Helmuth von Moltke’nin “Türkiye Mektupları” çok sıra bekleyenler arasında neredeyse birinci geliyor. Çok oldu okuyalı. İyi ki okurken notlar almışım, önemli bulduğum satırların altını çizmişim. Remzi Kitabevi’nden çıkan Mektupların 1969 yılındaki ilk baskısı var elimde. Daha sonraki baskıları da aynı. Hayrullah Örs’ün çevirisi.
Şimdi ne oldu da sıra Moltke’ye geldi diyenler olduğunu tahmin edebiliyorum. Belki birinci sebep şu: Moltke’den bu yana devlet idaresindeki zihniyette pek az değişiklik olmuş. O günün problemlerini ortaya çıkaran zihniyet ile günümüzdeki problemleri yaratan zihniyet çok benziyor birbirine. Şu sıralar cereyan eden hadiseleri tahlil ederken aklıma Moltke’yi yazmak geldi.
Sultan İkinci Mahmud, bizim modernleşme ya da batılılaşma maceramızın en çok tartışılan isimlerinden biridir. Pek çok alanda devletin zâfiyetini gidermek kaygısıyla kendisinden önce kısmen başlatılan yenilikler dönemini daha da ileri götürmeye gayret ettiği söylenir. Moltke, Sultan Mahmud’un son dönemlerinde Osmanlı Devleti’nde askeri danışmanlığa başlar.
Helmuth von Moltke 26 Ekim 1800 tarihinde Almanya’nın kuzeyindeki Parchim kasabasında doğmuş. Önce 1819 senesinde Danimarka ordusunda subay olmuş, daha sonra 1822’de Almanya Genel Kurmayı bünyesine katılmış. 1835-1839 yıllarında Osmanlı ordusunda askeri öğretmen ve tahkimat uzmanı olarak çalışmış. Almanya’ya döndükten sonra bilgi ve dirayetiyle temayüz etmiş, 1858-1888 yılları arasında Genel Kurmay Başkanı olarak görev yapmış. Alman Birliğinin kurulmasında Bismarck’la beraber olmuş, özellikle 1870 yılındaki Fransa savaşının kazanılmasında baş rolü oynamış. 1891 yılında vefat etmiş.

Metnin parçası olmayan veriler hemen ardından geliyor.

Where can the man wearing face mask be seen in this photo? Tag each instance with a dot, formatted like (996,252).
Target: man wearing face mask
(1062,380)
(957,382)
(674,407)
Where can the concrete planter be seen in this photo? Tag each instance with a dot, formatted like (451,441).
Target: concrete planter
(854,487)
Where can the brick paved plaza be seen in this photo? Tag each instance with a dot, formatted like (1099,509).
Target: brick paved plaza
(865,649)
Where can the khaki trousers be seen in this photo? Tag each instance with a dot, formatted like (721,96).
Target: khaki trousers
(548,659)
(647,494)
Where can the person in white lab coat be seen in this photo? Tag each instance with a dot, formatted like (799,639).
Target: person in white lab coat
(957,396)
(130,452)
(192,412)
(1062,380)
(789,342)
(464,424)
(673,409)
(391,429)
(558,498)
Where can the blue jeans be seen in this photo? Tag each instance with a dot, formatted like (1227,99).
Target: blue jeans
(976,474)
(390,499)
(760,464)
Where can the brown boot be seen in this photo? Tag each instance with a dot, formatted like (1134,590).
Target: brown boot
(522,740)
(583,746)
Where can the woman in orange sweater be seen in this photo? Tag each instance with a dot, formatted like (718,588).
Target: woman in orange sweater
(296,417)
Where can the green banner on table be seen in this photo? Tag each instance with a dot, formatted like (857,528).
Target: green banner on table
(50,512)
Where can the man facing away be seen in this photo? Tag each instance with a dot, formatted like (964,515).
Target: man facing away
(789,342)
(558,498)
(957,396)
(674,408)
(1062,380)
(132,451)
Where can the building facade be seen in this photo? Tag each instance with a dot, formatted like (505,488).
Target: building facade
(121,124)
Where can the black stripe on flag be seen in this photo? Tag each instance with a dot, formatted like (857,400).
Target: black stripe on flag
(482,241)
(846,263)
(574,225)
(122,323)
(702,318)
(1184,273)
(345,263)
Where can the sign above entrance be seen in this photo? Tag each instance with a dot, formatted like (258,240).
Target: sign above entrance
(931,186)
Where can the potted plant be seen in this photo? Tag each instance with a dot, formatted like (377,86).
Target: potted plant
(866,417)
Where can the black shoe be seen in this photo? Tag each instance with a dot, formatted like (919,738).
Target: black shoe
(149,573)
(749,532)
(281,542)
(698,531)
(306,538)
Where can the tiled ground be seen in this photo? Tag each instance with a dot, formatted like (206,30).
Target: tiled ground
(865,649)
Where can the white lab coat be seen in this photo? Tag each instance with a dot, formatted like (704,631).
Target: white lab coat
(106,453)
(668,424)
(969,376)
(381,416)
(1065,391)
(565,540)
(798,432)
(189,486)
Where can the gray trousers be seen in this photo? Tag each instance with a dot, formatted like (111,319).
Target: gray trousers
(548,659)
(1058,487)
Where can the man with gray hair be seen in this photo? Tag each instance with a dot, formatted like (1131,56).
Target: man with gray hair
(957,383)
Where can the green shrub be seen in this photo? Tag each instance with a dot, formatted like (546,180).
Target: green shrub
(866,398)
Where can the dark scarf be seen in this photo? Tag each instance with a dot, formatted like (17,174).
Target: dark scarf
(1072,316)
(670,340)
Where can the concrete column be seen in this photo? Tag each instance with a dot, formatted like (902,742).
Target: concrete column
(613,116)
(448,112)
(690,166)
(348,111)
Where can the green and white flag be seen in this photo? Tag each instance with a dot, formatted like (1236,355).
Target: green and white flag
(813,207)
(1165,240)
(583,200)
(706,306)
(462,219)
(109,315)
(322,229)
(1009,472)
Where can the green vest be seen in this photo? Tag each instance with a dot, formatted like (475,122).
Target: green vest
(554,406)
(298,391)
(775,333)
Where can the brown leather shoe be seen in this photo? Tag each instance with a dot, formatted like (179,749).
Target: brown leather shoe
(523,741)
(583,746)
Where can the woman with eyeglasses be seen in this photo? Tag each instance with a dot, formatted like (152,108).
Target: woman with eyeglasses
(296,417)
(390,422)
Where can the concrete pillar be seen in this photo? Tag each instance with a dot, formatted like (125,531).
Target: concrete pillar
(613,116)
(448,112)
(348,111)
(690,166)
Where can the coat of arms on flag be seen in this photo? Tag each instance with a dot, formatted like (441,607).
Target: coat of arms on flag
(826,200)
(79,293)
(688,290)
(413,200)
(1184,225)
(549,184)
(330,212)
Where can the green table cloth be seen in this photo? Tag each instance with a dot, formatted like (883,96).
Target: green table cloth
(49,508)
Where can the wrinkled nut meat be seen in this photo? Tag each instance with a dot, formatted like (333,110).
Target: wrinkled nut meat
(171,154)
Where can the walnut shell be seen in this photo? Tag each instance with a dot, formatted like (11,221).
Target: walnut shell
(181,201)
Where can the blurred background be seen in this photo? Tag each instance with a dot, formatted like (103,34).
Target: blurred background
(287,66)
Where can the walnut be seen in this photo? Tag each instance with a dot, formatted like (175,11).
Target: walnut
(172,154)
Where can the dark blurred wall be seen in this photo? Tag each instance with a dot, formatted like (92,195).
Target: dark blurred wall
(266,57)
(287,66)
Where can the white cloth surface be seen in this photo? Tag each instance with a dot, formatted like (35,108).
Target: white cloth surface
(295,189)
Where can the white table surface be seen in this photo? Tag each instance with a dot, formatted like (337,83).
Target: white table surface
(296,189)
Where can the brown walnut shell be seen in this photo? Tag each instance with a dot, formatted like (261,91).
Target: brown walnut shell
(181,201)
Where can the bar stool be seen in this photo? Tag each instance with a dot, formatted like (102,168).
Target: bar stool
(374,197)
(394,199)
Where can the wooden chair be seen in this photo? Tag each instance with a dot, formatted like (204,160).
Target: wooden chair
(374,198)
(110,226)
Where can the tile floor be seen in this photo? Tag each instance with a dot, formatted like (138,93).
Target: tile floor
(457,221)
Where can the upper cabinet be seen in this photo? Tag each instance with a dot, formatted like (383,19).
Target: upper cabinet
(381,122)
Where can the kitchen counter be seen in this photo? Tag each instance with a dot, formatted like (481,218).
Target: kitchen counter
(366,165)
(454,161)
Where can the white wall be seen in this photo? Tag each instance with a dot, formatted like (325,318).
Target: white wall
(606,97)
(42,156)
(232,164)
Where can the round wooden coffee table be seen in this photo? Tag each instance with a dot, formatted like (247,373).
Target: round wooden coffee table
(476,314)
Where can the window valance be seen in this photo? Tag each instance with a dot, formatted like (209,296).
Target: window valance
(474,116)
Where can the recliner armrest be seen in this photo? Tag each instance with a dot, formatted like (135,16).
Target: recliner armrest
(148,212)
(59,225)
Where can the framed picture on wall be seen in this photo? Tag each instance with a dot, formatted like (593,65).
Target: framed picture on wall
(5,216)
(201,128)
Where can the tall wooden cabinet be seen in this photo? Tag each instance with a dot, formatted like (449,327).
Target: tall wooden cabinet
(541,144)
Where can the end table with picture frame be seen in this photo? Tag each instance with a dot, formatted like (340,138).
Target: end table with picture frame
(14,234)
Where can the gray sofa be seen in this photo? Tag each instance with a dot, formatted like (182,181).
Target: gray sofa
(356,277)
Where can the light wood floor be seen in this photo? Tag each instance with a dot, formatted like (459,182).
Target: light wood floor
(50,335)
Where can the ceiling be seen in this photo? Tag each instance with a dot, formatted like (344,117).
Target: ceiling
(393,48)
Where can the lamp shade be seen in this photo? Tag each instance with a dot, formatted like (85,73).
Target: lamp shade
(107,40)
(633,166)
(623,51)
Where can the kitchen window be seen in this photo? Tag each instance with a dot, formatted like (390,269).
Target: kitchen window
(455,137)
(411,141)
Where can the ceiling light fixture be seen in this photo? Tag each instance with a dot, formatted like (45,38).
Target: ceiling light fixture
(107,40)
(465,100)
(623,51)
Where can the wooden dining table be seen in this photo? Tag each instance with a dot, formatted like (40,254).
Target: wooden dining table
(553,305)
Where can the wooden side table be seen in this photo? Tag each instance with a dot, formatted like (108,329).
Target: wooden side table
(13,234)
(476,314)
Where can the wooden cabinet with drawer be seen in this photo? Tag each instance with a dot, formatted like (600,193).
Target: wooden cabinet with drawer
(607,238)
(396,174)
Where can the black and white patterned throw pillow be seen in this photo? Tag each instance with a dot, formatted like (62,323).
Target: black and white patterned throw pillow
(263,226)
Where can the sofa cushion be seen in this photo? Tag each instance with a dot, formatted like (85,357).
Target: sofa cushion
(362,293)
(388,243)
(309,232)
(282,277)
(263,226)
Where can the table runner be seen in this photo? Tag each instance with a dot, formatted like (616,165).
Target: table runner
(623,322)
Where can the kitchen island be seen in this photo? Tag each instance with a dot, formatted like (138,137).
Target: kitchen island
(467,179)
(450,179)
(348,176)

Moltke askeri meziyetlerinin yanında geniş bilgisi, kudretli kalemiyle de şöhret kazanmıştır. Türkiye Mektupları, ailesine ve arkadaşlarına yazdığı mektuplardan oluşmaktadır.
Moltke, Almanya’dan seyahat maksadıyla ayrılıyor. Atina ve İstanbul’u görüp İtalya’ya gitmek niyetindedir. İstanbul’daki temasları sırasında Serasker Mehmet Hüsrev Paşa Moltke’nin orduya yararlı olacağı kanaatine varır.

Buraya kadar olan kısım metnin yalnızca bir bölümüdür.